⎯ Please note that Blue Cross Blue Shield is going an extra mile investigating “Fraudulent” claims by providers. They are encouraging patients to “call in” if they have any reservations about their provider’s billing.
On that note, it is important that you, as a Provider, keep an open line of communication with your patients. When you are doing expensive injections, wound care products, orthosis fitting, etc., please inform the patient the approximate amount of the bill and ask if they have any questions before it is submitted. A good percentage of fraudulent claims stem from a misunderstanding.
Claim Denials after Prior Authorization
⎯ Your best ally when a claim is denied after prior authorization is your patient. Send the patient a bill for the services that were prior authorized but denied by their insurance, and they are BEST person to contact the insurance company to find out why payment was denied. An insurance company will listen to their beneficiary more keenly, than a Provider, in order to settle the matter. Make sure your patient has all the prior authorization information.
⎯ As our patients are migrating to Medicare Advantage Plans, it has been a real challenge extracting their original Medicare Card or number. Some of these Advantage Plan Administrators, like United Health Care, Aetna, etc, have informed the patients that they do not need to present their Medicare Card. We have found that you still need that Medicare number if you are checking deductibles or trying to pre-authorize certain treatments.

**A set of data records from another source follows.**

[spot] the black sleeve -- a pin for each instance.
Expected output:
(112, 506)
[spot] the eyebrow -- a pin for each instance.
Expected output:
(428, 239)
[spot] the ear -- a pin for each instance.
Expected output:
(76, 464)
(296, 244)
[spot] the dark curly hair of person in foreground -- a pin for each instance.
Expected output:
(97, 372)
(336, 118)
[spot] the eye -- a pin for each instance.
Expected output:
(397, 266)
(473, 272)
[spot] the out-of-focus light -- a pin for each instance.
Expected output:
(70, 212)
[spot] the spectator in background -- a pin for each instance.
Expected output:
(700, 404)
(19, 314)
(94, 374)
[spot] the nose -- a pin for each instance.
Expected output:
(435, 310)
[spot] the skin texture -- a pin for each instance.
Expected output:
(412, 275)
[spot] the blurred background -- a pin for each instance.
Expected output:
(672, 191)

Please taken advantage of all of the training Webinars available through the APMA website and Blue Cross Blue Shield website. Many Webinars are available such as MACRA/MIPS, Coding and Billing updates, along with How to Efficiently use Availity.
All Doctors taking Medicaid Products, please verify coverage every visit through MyHFS.org – You can enroll, your practice and verify all coverages through the State of Illinois.